Coastal president Michael T. Benson was a young president at Snow College in Utah in the early 2000s and saw the impact that Urban Meyer and Kyle Whittingham’s football success at the University of Utah had on the school and state. Benson is a vocal supporter of athletics, and was hired in October amid a football frenzy.

“All the attention it brought to our university is impossible to deny,” he said. “It’s an incontrovertible fact that we have our largest and best prepared [via test score] freshman class in our history. I can’t say enough about what happened.”

The peak came when ESPN’s "GameDay" arrived in December for a game with No. 8 BYU. The game was scheduled just two days before, which the shotgun nature turning it into a spectacle. Coastal won 22-17, with one of the season’s best games requiring a goal-line stop in the final seconds to secure the victory.

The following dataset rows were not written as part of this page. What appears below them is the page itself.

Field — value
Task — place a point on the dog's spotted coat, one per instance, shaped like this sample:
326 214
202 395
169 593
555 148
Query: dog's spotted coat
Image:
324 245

There’s an eagerness to run the whole show back in 2021. Benson said the school had to scramble to find 2,500 T-shirts to accommodate the 5,000 students expected for the white-out against Kansas on Friday night.

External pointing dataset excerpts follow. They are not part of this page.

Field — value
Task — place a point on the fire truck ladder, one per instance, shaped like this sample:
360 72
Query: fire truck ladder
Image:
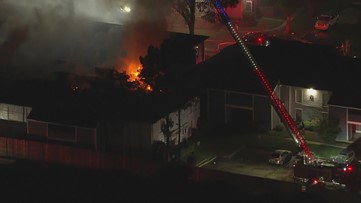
277 105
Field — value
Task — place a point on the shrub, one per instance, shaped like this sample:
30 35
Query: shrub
278 128
328 129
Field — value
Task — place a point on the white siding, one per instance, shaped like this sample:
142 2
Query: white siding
14 112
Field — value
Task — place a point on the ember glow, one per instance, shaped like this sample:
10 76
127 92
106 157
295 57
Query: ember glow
133 71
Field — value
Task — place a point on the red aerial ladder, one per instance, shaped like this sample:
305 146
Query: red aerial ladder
277 105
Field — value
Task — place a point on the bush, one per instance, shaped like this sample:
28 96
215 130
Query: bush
278 128
312 123
328 129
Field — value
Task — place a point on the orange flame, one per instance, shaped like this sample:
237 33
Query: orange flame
133 71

Many familiar staples will be there for Coastal Carolina. Quarterback Grayson McCall is coming off a freshman All-American season after accounting for 33 touchdowns. Six-foot-4 tight end Isaiah Likely is one of the country’s top NFL prospects at his position, and linebackers Teddy Gallagher and Silas Kelly provide both the heartbeat of the defense and can boast the most eye-popping mullets.

The most critical returnee for Coastal is Chadwell, who is both head coach and play-caller for Coastal’s unique offense. (Think an option offense on steroids, accented by an evolved passing game.) South Carolina, Tennessee and UCF all expressed interest in Chadwell to varying degrees last year, and he got a new contract loaded with incentives for he and the staff if they have similar high-end seasons.

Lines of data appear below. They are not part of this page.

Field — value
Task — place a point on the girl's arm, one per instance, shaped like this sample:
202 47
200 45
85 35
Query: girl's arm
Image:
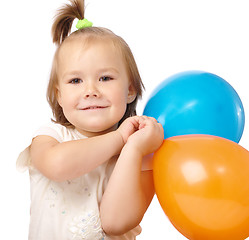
130 191
68 160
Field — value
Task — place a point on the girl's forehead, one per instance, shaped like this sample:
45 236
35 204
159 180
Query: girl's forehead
81 43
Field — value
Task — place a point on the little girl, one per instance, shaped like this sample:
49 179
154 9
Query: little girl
89 179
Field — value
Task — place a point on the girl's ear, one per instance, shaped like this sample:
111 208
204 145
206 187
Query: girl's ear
58 95
132 94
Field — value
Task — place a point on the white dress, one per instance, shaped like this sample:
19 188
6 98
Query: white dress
67 210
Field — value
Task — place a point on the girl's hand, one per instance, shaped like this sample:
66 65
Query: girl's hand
143 133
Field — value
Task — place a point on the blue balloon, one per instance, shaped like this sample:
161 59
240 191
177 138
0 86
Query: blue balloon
197 102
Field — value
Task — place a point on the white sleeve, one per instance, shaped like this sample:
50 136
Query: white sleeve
53 130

It could happen this year, as Chadwell has a loaded team with a manageable schedule that has only one regular-season game — at Appalachian State — where Coastal could be considered underdogs.

Chadwell succeeded Joe Moglia as full-time coach in 2019, and Moglia played a big role in building the program into an FCS power; he went 56-22 and oversaw the transition to FBS before handing the program to his assistant. Moglia has stayed close to the program as the chairman of Coastal Carolina athletics, and he gave a major gift this week that will help build a $15 million football practice facility that will be named the Joe Moglia Center.

“There’s no reason why we can’t be a top 25 team,” Moglia said in a phone interview. “In great years, there’s no reason we can’t be a top 10 team.”

Coastal reached as high as No. 9 last year and started this season with a 52-14 victory over The Citadel. In just its fifth season of full-time FBS play, Coastal already has reached rare heights.

Perhaps more important, people are eager to see what’s next. Rest assured, no animals will be harmed amid the celebrations.